Sunday, November 3, 2013
Louisiana paintings by German-born Franz “François” Fleischbein (1801-1868)
François Fleischbein (1804–1868) was a German painter who lived and worked in New Orleans. Better known as François in the U.S., Franz was born in Godramstein, Bavaria. Although often confused with a naïve artist, he was academically trained, having studied with Anne-Louis Girodet de Roussy-Trioson (1767-1824) at the École des beaux-arts in Paris. In 1833, Fleischbein immigrated to New Orleans with his wife, Marie Louise Tetu (1802-1895), and four children. He remained in Louisiana until his death. Jean Joseph Vaudechamp (1790 - 1866) first encouraged Fleischbein to visit. Although born Franz Joseph, Fleischbein decided to change his name to François in order to fit with his Creole clients of Gallic descent.

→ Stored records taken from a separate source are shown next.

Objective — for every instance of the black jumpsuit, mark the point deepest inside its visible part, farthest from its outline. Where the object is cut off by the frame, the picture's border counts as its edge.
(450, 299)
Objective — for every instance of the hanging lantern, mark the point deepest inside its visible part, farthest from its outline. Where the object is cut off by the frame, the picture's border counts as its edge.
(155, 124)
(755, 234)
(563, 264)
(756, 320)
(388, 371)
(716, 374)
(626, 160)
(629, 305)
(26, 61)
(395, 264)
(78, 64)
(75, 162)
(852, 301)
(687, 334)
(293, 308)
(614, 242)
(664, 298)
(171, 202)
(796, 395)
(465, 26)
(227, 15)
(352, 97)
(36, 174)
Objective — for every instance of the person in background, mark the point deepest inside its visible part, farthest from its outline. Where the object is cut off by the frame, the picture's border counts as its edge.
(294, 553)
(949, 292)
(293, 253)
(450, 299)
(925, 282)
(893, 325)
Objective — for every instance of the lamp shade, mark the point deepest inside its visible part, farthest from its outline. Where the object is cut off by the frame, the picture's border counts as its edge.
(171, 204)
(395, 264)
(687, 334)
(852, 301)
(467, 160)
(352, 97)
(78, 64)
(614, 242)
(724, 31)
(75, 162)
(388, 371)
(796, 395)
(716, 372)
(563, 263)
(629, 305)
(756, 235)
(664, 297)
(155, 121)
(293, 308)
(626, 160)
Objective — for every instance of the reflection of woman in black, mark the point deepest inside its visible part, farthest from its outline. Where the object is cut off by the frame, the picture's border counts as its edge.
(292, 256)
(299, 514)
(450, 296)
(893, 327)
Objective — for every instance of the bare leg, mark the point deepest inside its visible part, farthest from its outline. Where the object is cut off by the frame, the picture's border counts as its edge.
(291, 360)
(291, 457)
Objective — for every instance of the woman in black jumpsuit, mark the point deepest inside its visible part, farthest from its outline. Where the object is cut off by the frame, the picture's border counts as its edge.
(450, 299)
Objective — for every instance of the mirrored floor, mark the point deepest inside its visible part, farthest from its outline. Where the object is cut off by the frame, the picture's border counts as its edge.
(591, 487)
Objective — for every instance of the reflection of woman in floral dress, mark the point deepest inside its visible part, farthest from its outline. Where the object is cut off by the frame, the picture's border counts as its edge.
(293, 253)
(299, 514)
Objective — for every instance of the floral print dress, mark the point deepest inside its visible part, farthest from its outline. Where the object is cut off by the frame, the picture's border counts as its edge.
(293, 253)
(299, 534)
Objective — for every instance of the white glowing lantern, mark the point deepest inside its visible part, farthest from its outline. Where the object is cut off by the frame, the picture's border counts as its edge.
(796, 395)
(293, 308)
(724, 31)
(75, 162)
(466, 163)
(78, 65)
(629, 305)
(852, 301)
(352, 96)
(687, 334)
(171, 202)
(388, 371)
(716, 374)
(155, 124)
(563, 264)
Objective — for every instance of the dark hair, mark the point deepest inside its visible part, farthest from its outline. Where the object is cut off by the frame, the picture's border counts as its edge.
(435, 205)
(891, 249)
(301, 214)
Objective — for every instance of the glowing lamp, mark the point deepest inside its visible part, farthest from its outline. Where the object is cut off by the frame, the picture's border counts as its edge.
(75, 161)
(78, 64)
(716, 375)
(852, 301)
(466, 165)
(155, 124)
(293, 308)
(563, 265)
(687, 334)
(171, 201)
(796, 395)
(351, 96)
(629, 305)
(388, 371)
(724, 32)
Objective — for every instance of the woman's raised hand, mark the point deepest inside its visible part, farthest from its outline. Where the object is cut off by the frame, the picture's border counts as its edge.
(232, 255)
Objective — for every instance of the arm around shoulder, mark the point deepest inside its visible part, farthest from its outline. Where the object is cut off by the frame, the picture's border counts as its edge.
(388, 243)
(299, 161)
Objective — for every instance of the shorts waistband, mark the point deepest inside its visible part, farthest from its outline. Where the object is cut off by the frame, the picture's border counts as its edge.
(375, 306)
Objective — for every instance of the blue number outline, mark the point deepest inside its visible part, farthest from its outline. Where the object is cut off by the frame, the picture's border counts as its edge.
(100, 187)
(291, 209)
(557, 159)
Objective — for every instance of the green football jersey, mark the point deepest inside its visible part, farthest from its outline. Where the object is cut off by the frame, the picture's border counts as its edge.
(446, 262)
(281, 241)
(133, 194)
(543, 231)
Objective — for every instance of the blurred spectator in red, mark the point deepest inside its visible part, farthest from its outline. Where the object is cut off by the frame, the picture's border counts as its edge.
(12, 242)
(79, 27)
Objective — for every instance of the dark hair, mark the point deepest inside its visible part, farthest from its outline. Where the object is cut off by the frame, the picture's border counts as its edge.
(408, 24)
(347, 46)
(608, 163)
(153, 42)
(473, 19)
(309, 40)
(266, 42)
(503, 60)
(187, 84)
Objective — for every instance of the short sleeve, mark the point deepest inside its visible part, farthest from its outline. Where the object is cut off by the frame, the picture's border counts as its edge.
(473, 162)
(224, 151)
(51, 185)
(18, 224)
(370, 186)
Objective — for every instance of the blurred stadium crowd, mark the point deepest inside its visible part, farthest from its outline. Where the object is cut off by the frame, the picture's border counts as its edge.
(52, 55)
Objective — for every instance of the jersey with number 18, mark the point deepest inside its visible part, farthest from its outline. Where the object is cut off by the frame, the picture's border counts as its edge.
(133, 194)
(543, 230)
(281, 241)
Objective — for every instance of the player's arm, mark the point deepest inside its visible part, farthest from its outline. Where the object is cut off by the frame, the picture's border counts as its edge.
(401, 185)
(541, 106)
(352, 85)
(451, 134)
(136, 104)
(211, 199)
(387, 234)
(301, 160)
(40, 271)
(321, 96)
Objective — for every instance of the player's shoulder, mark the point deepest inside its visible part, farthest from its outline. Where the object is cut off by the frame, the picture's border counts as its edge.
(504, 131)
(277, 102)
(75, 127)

Fleischbein style fused French neoclassicism with German Biedermeier emphasis on pattern. As result, his paintings appear mannered, with schematic drawing, suppressed transitions of light and shade, and odd anatomical distortions. Patrons appreciated his paintings, and Fleischbein advertized that the "greatest correctness of drawing and painting is guaranteed, as well as the likeness of Portraits." His paintings show a French academic style as well as a sweetness and charm common to 19th Century German painting. With the invention of the daguerreotype in 1839, Fleischbein also worked as an early photographer, an enterprise in which his wife took part.